Por um bloco republicano e socialista

Alberto Garzón, exponente máximo da “equidistância” entre o Estado neofranquista e a Catalunha democrática, disse que sua alternativa é “uma república federal e plurinacional com um referendo acordado”. Mas, no caso de chegar ao governo, que faria o companheiro Garzón quando o aparato de Estado e mesmo a burguesia moverem toda a sua musculatura para esmagar suas aspirações? Que faria quando o Tribunal Constitucional declarasse ilegais suas iniciativas? E quando o IBEX35 iniciasse uma campanha de terrorismo econômico, ameaçando com a retirada de empresas? Ou quando o Rei saísse na TV denunciando tudo como uma loucura como chefe de Estado e do Exército? Por fim, somente teria duas alternativas: submeter-se ou seguir o valente exemplo do povo catalão, de confiar em seu próprio instinto e vontade e desobedecer a leis injustas e a tribunais que ninguém elegeu e que representam somente a vontade dos poderosos.

Devemos exigir dos dirigentes do UP que sejam coerentes com suas palavras. Diante da unidade indissolúvel entre as finanças, a monarquia, o aparato estatal e os partidos do sistema (PP, Ciudadanos e PSOE) há apenas uma emenda à totalidade do regime e do sistema econômico capitalista.
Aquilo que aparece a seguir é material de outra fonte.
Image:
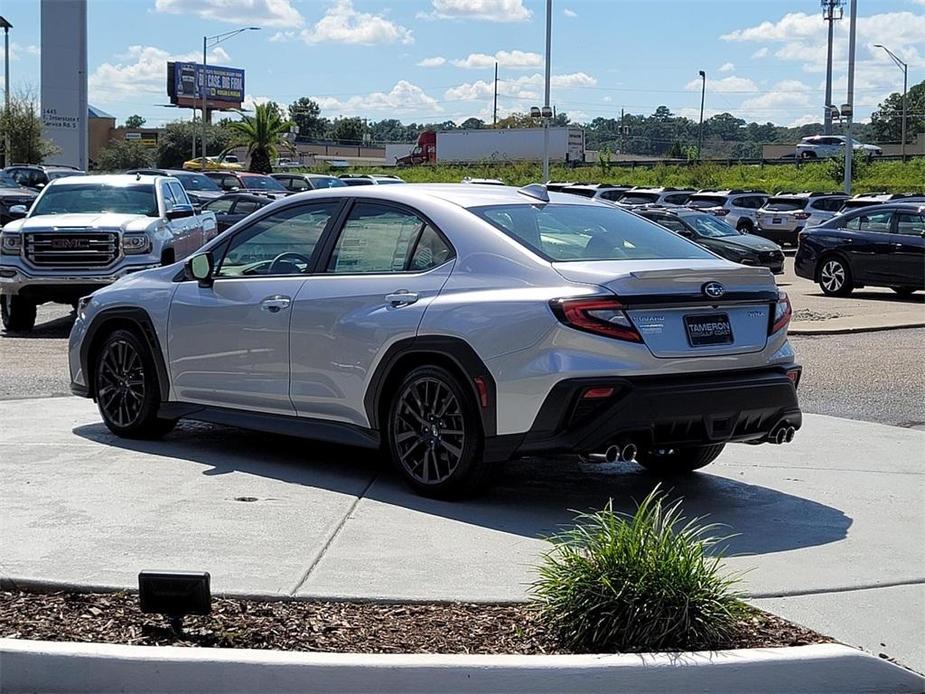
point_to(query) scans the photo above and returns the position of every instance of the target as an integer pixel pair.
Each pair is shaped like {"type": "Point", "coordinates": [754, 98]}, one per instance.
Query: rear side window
{"type": "Point", "coordinates": [375, 239]}
{"type": "Point", "coordinates": [582, 232]}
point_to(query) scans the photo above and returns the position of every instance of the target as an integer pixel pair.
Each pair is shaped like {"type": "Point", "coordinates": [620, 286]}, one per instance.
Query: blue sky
{"type": "Point", "coordinates": [432, 60]}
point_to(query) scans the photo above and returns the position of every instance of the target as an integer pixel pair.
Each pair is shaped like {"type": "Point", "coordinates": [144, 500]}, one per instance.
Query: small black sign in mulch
{"type": "Point", "coordinates": [321, 626]}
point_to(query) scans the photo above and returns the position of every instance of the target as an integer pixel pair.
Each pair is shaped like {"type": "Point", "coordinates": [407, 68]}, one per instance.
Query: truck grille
{"type": "Point", "coordinates": [72, 250]}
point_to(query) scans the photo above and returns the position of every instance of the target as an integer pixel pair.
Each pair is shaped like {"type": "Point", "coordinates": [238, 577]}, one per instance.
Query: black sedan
{"type": "Point", "coordinates": [880, 245]}
{"type": "Point", "coordinates": [233, 207]}
{"type": "Point", "coordinates": [719, 237]}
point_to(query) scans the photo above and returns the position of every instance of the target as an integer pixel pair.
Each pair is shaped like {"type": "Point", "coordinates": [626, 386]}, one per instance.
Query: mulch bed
{"type": "Point", "coordinates": [320, 626]}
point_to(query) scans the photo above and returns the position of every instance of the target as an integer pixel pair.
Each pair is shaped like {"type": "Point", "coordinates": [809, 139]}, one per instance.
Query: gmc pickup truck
{"type": "Point", "coordinates": [85, 232]}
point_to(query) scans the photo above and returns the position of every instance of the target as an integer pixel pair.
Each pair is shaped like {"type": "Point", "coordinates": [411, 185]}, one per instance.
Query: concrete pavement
{"type": "Point", "coordinates": [828, 522]}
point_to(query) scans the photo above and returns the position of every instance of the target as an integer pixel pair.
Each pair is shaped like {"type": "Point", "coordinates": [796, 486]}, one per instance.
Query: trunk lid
{"type": "Point", "coordinates": [668, 305]}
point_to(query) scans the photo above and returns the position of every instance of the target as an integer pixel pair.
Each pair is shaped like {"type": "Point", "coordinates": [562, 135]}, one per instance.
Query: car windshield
{"type": "Point", "coordinates": [327, 182]}
{"type": "Point", "coordinates": [97, 197]}
{"type": "Point", "coordinates": [197, 182]}
{"type": "Point", "coordinates": [263, 183]}
{"type": "Point", "coordinates": [639, 198]}
{"type": "Point", "coordinates": [707, 201]}
{"type": "Point", "coordinates": [583, 232]}
{"type": "Point", "coordinates": [709, 226]}
{"type": "Point", "coordinates": [784, 204]}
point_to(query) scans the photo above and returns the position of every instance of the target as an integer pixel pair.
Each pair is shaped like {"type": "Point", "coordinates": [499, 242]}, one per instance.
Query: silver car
{"type": "Point", "coordinates": [454, 326]}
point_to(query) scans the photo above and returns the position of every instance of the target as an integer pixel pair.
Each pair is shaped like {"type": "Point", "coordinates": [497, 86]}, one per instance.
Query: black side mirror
{"type": "Point", "coordinates": [200, 267]}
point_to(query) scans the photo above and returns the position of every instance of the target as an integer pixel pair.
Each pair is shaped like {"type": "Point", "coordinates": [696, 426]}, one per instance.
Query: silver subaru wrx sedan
{"type": "Point", "coordinates": [453, 326]}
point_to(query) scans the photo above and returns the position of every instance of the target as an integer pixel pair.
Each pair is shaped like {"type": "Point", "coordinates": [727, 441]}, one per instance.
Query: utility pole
{"type": "Point", "coordinates": [6, 87]}
{"type": "Point", "coordinates": [831, 12]}
{"type": "Point", "coordinates": [905, 68]}
{"type": "Point", "coordinates": [703, 94]}
{"type": "Point", "coordinates": [494, 117]}
{"type": "Point", "coordinates": [546, 102]}
{"type": "Point", "coordinates": [849, 106]}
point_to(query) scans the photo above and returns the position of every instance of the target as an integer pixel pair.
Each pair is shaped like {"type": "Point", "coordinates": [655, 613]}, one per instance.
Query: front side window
{"type": "Point", "coordinates": [375, 239]}
{"type": "Point", "coordinates": [96, 197]}
{"type": "Point", "coordinates": [282, 243]}
{"type": "Point", "coordinates": [582, 232]}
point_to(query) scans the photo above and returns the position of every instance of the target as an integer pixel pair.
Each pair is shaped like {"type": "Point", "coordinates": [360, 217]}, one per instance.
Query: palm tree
{"type": "Point", "coordinates": [262, 133]}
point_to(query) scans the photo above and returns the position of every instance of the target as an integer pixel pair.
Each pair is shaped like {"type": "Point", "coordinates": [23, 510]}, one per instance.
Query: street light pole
{"type": "Point", "coordinates": [204, 88]}
{"type": "Point", "coordinates": [905, 68]}
{"type": "Point", "coordinates": [703, 94]}
{"type": "Point", "coordinates": [546, 102]}
{"type": "Point", "coordinates": [6, 88]}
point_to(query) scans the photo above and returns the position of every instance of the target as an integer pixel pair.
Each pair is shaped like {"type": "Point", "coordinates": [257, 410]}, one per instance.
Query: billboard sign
{"type": "Point", "coordinates": [64, 80]}
{"type": "Point", "coordinates": [224, 85]}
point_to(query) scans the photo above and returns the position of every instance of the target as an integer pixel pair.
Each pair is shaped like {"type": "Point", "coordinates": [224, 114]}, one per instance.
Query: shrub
{"type": "Point", "coordinates": [640, 582]}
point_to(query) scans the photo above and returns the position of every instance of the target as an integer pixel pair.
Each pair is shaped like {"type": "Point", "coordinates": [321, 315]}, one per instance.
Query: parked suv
{"type": "Point", "coordinates": [784, 215]}
{"type": "Point", "coordinates": [868, 199]}
{"type": "Point", "coordinates": [85, 232]}
{"type": "Point", "coordinates": [822, 146]}
{"type": "Point", "coordinates": [636, 197]}
{"type": "Point", "coordinates": [738, 208]}
{"type": "Point", "coordinates": [37, 176]}
{"type": "Point", "coordinates": [879, 245]}
{"type": "Point", "coordinates": [453, 326]}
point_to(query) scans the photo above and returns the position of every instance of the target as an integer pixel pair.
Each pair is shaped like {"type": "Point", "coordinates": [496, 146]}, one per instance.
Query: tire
{"type": "Point", "coordinates": [17, 313]}
{"type": "Point", "coordinates": [434, 434]}
{"type": "Point", "coordinates": [126, 387]}
{"type": "Point", "coordinates": [904, 291]}
{"type": "Point", "coordinates": [834, 276]}
{"type": "Point", "coordinates": [680, 461]}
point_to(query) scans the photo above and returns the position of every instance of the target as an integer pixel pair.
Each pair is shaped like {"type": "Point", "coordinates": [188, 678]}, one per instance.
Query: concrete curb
{"type": "Point", "coordinates": [92, 667]}
{"type": "Point", "coordinates": [849, 330]}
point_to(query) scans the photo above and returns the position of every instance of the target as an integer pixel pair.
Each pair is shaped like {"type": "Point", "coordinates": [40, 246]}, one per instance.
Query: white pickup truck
{"type": "Point", "coordinates": [85, 232]}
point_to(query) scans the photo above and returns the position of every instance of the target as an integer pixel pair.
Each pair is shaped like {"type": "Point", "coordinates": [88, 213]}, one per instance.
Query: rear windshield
{"type": "Point", "coordinates": [785, 204]}
{"type": "Point", "coordinates": [639, 198]}
{"type": "Point", "coordinates": [96, 197]}
{"type": "Point", "coordinates": [707, 201]}
{"type": "Point", "coordinates": [585, 232]}
{"type": "Point", "coordinates": [263, 183]}
{"type": "Point", "coordinates": [197, 182]}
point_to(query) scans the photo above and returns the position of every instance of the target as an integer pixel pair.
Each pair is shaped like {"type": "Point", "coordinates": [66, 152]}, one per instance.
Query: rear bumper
{"type": "Point", "coordinates": [660, 411]}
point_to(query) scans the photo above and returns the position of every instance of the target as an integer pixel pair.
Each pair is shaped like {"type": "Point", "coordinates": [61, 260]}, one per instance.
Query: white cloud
{"type": "Point", "coordinates": [483, 10]}
{"type": "Point", "coordinates": [725, 85]}
{"type": "Point", "coordinates": [508, 59]}
{"type": "Point", "coordinates": [341, 23]}
{"type": "Point", "coordinates": [436, 61]}
{"type": "Point", "coordinates": [267, 13]}
{"type": "Point", "coordinates": [527, 87]}
{"type": "Point", "coordinates": [141, 69]}
{"type": "Point", "coordinates": [403, 97]}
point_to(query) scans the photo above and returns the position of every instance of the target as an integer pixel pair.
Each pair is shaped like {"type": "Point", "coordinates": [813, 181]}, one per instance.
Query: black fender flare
{"type": "Point", "coordinates": [141, 321]}
{"type": "Point", "coordinates": [447, 349]}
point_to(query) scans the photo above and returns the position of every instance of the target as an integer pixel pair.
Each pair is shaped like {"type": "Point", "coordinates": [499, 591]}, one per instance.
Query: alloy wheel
{"type": "Point", "coordinates": [832, 276]}
{"type": "Point", "coordinates": [121, 383]}
{"type": "Point", "coordinates": [429, 430]}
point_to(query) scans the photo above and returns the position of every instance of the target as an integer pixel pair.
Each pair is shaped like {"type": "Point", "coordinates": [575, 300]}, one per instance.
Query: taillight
{"type": "Point", "coordinates": [782, 313]}
{"type": "Point", "coordinates": [601, 316]}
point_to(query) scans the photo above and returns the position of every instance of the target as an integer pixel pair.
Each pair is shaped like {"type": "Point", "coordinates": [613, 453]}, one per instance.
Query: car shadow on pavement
{"type": "Point", "coordinates": [530, 498]}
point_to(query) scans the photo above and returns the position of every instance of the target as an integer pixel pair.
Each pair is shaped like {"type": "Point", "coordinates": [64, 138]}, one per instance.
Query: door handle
{"type": "Point", "coordinates": [401, 298]}
{"type": "Point", "coordinates": [275, 304]}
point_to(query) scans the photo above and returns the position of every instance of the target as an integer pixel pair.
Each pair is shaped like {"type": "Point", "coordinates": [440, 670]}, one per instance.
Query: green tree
{"type": "Point", "coordinates": [886, 121]}
{"type": "Point", "coordinates": [119, 155]}
{"type": "Point", "coordinates": [262, 134]}
{"type": "Point", "coordinates": [306, 114]}
{"type": "Point", "coordinates": [175, 143]}
{"type": "Point", "coordinates": [348, 130]}
{"type": "Point", "coordinates": [24, 126]}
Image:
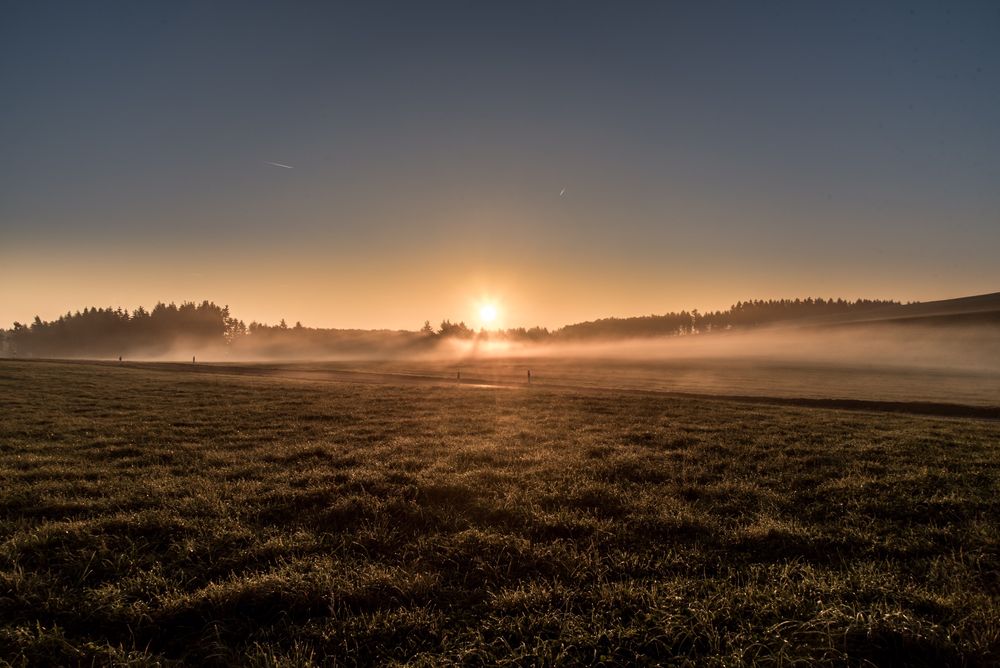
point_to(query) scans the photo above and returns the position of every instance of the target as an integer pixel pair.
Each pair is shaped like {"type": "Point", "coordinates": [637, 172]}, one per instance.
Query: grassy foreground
{"type": "Point", "coordinates": [157, 517]}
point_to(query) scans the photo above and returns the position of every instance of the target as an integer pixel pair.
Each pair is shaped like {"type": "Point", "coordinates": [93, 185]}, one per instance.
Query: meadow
{"type": "Point", "coordinates": [153, 516]}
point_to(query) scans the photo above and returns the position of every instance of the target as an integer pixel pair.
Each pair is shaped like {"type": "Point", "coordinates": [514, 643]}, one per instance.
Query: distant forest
{"type": "Point", "coordinates": [169, 329]}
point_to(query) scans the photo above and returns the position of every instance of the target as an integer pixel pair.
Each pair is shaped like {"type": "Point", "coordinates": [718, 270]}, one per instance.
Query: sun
{"type": "Point", "coordinates": [488, 313]}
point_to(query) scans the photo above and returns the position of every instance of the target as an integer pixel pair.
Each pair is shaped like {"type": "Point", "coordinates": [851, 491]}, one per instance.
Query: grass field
{"type": "Point", "coordinates": [157, 516]}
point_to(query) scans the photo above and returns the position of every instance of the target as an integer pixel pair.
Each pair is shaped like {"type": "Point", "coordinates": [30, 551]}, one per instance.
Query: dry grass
{"type": "Point", "coordinates": [151, 517]}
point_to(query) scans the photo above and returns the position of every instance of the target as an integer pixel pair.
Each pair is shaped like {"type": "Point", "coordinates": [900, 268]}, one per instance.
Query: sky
{"type": "Point", "coordinates": [564, 160]}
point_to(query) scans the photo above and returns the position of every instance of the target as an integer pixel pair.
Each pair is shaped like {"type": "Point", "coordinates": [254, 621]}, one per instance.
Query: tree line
{"type": "Point", "coordinates": [111, 332]}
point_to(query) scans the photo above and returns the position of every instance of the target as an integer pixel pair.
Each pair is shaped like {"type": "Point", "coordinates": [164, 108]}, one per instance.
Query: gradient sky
{"type": "Point", "coordinates": [709, 152]}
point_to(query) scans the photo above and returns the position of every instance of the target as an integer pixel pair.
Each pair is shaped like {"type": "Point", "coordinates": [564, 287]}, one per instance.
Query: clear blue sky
{"type": "Point", "coordinates": [709, 152]}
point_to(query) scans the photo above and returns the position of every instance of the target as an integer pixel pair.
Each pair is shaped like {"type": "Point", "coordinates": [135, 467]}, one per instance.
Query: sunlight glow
{"type": "Point", "coordinates": [488, 313]}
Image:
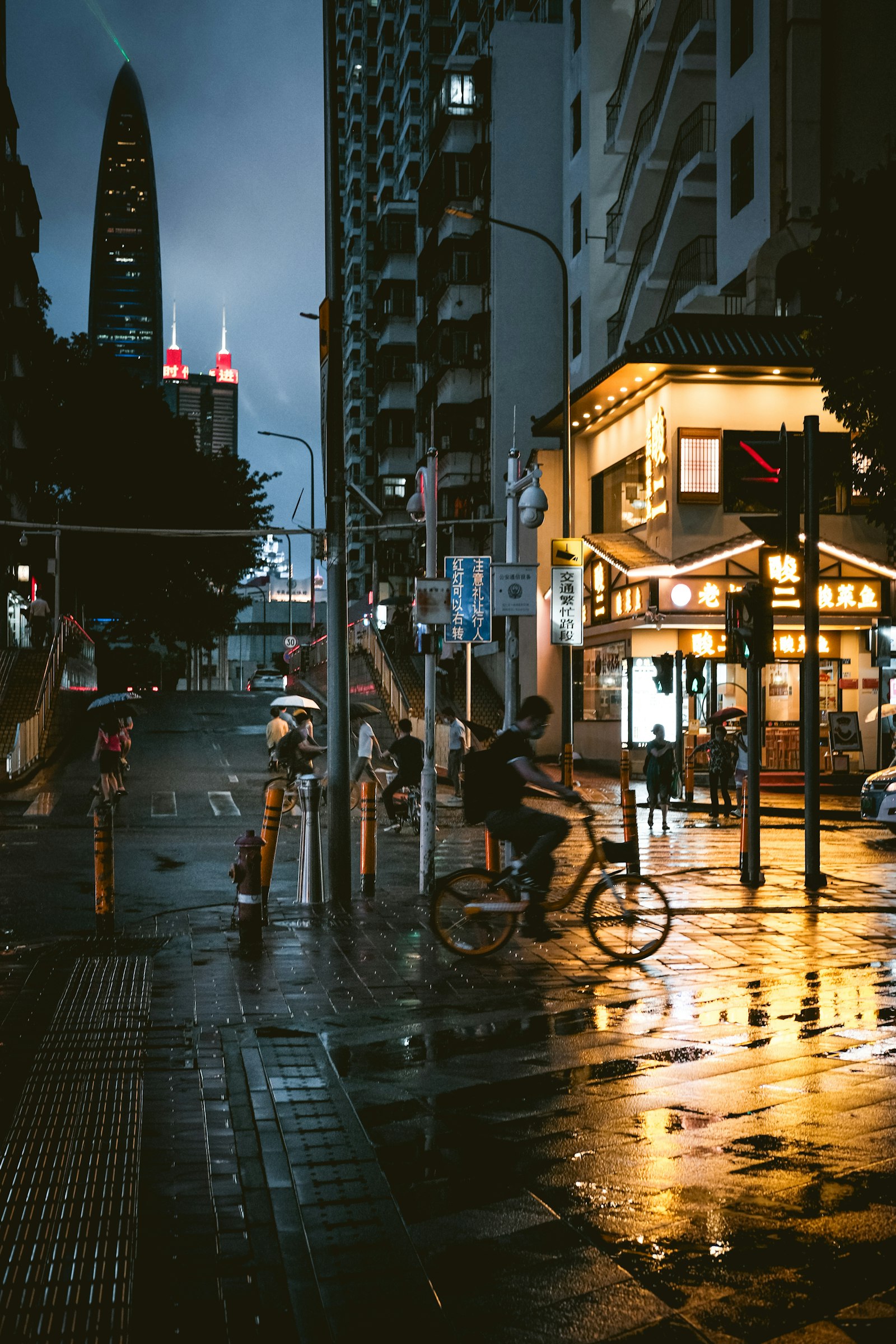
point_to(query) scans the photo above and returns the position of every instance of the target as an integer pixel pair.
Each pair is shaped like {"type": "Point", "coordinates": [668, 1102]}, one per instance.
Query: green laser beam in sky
{"type": "Point", "coordinates": [97, 12]}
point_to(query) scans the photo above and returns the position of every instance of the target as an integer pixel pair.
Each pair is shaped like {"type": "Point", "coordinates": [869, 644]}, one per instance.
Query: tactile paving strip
{"type": "Point", "coordinates": [365, 1262]}
{"type": "Point", "coordinates": [69, 1171]}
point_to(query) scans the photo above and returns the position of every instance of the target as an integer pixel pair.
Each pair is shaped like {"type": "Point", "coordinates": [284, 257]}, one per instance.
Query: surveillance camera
{"type": "Point", "coordinates": [534, 506]}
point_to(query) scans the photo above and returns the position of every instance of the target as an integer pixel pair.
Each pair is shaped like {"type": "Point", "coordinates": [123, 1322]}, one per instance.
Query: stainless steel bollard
{"type": "Point", "coordinates": [311, 858]}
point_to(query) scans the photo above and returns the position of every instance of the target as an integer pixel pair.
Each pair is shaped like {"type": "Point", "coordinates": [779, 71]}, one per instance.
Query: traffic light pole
{"type": "Point", "coordinates": [816, 880]}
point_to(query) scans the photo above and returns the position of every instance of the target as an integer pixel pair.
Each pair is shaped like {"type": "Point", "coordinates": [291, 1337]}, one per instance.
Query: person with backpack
{"type": "Point", "coordinates": [493, 789]}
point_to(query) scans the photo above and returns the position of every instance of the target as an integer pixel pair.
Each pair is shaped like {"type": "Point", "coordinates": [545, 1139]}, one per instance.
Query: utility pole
{"type": "Point", "coordinates": [428, 779]}
{"type": "Point", "coordinates": [816, 880]}
{"type": "Point", "coordinates": [339, 851]}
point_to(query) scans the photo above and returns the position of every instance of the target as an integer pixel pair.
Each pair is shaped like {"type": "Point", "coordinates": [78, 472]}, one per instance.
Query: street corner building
{"type": "Point", "coordinates": [125, 273]}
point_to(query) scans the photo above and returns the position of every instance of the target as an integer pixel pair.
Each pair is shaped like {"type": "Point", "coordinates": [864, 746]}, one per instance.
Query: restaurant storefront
{"type": "Point", "coordinates": [669, 460]}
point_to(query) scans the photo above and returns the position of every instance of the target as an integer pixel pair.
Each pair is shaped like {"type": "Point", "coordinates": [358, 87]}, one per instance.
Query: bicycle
{"type": "Point", "coordinates": [474, 911]}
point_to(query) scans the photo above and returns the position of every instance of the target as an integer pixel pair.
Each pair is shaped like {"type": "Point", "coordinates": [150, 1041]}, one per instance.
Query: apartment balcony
{"type": "Point", "coordinates": [673, 39]}
{"type": "Point", "coordinates": [685, 209]}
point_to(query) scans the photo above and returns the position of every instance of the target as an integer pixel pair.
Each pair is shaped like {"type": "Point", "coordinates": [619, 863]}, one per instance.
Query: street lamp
{"type": "Point", "coordinates": [566, 445]}
{"type": "Point", "coordinates": [295, 439]}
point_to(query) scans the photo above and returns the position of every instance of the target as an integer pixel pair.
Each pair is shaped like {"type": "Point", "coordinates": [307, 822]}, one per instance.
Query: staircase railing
{"type": "Point", "coordinates": [31, 733]}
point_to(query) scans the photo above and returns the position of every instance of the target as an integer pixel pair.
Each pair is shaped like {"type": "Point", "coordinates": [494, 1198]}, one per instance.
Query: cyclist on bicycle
{"type": "Point", "coordinates": [534, 834]}
{"type": "Point", "coordinates": [408, 753]}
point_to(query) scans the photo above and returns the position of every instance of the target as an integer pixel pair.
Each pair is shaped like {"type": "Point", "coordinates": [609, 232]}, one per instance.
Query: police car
{"type": "Point", "coordinates": [879, 797]}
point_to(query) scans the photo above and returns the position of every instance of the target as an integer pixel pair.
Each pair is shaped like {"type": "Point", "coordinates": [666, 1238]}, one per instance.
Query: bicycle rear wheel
{"type": "Point", "coordinates": [470, 934]}
{"type": "Point", "coordinates": [631, 922]}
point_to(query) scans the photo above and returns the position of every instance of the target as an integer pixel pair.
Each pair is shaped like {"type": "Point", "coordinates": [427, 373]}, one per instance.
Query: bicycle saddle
{"type": "Point", "coordinates": [620, 851]}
A conclusão é clara: o avanço social é incompatível com a monarquia e o sistema econômico que a sustenta. É hora, portanto, de levantar uma bandeira de luta que una e entusiasme os milhões de descontentes; é hora de se por de pé perante o bloco monárquico um bloco republicano e socialista que prepare suas forças para o “momento catalão” que, cedo ou tarde, estender-se-á por toda a Espanha.